Hasta que recibió un mensaje.

Era Emma.

”¿Puedes ayudarnos con un proyecto?”

Sofía sonrió.

Y respondió.

“Claro.”

La respuesta llegó en menos de diez segundos.

“Perfecto. Papá también estará.”

Sofía miró el teléfono.

—Interesante.

Emily apareció inmediatamente.

—¿Qué pasó?

—Nada.

—Eso significa que pasó algo.

—Emma necesita ayuda con un proyecto.

—¿Y Ethan estará allí?

—Sí.

Emily sonrió.

—Definitivamente pasó algo.

Esa noche, Sofía llegó a la mansión.

Ya no estaba tan nerviosa como la primera vez.

Lo cual era una señal peligrosa.

Porque significaba que comenzaba a sentirse cómoda allí.

—¡Sofía!

Emma y Noah corrieron a recibirla.

—Necesitamos ayuda.

—¿Tan grave es?

—Sí.

—No.

Emma señaló a Noah.

—Él está complicándolo todo.

—Estoy aportando creatividad.

—Pegaste una fotografía al revés.

—Arte moderno.

En la sala familiar comenzaron a trabajar.

Había fotografías.

Cartulinas.

Marcadores.

Y demasiado pegamento.

William y Catherine observaban desde un sofá cercano.

—Esto terminará mal.

—Definitivamente.

—Pero será divertido.

—Muy divertido.

Durante varias horas trabajaron juntos.

Y poco a poco el proyecto comenzó a tomar forma.

Fotografías de Ethan.

Fotografías de Emma y Noah.

Fotografías de sus abuelos.

De Olivia.

De Arthur.

Y entonces Emma tomó una fotografía.

Una fotografía de la feria escolar.

Donde aparecían Ethan, Sofía, Emma y Noah.

—Esta también.

El salón quedó en silencio.

Noah asintió.

—Sí.

—¿Seguros?

—Claro.

Emma sonrió.

—Eres importante para nosotros.

Por unos segundos, Sofía no supo qué responder.

Y Ethan tampoco.

Porque aquella frase había sido completamente sincera.

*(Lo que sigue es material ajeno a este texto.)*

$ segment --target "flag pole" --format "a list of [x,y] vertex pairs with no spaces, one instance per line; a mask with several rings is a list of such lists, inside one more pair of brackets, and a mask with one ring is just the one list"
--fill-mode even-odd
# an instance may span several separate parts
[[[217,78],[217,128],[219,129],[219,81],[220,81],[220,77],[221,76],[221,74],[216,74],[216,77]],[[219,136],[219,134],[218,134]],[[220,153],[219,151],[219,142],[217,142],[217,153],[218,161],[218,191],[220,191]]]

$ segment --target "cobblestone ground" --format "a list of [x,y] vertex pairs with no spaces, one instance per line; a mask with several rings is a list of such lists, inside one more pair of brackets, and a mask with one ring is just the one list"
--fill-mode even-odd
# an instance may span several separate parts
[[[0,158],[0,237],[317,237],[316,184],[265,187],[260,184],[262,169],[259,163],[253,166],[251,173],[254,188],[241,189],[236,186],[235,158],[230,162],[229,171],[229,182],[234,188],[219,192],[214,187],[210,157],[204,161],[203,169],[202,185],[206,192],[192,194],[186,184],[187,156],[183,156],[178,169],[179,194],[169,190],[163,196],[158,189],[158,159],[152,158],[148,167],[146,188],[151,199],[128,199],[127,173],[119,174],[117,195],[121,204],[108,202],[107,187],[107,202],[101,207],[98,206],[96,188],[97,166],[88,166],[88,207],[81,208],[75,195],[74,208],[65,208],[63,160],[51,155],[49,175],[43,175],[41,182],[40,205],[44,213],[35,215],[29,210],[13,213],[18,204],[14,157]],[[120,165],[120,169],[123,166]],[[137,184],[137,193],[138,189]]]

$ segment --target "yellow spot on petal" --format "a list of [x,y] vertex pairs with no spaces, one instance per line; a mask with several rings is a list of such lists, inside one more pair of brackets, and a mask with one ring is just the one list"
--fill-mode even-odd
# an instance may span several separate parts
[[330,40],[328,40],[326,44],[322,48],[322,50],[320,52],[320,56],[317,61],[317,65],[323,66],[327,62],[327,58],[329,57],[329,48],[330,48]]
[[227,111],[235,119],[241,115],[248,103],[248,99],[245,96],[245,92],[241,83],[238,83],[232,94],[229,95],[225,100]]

Más tarde, cuando el proyecto terminó…

Los niños fueron a dormir.

William y Catherine también se retiraron.

Y por primera vez aquella noche…

Ethan y Sofía quedaron solos en la terraza.

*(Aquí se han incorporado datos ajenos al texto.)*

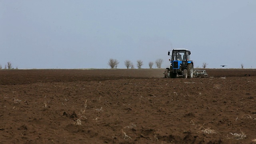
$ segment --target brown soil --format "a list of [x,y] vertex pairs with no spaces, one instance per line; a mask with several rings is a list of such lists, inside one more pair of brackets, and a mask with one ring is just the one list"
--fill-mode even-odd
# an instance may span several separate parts
[[0,144],[256,143],[256,70],[164,71],[0,70]]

La ciudad brillaba a lo lejos.

El ambiente era tranquilo.

—Gracias por ayudarlos.

—Me gusta pasar tiempo con ellos.

—Ellos también te quieren mucho.

Sofía sonrió.

—Son niños increíbles.

Ethan la observó unos segundos.

Y por primera vez estuvo a punto de decir algo importante.

Algo que llevaba semanas sintiendo.

Pero justo en ese momento…

—¡PAPÁ!

La voz de Noah rompió el momento.

Los dos comenzaron a reír.

—Nunca falla.

—Jamás.

Y aunque el momento desapareció…

La sensación permaneció.

Porque cada día era más evidente.

Ya no eran solo amigos.

Y faltaban apenas 14 días para el cumpleaños de Emma y Noah.

Un cumpleaños que estaba destinado a cambiar muchas cosas.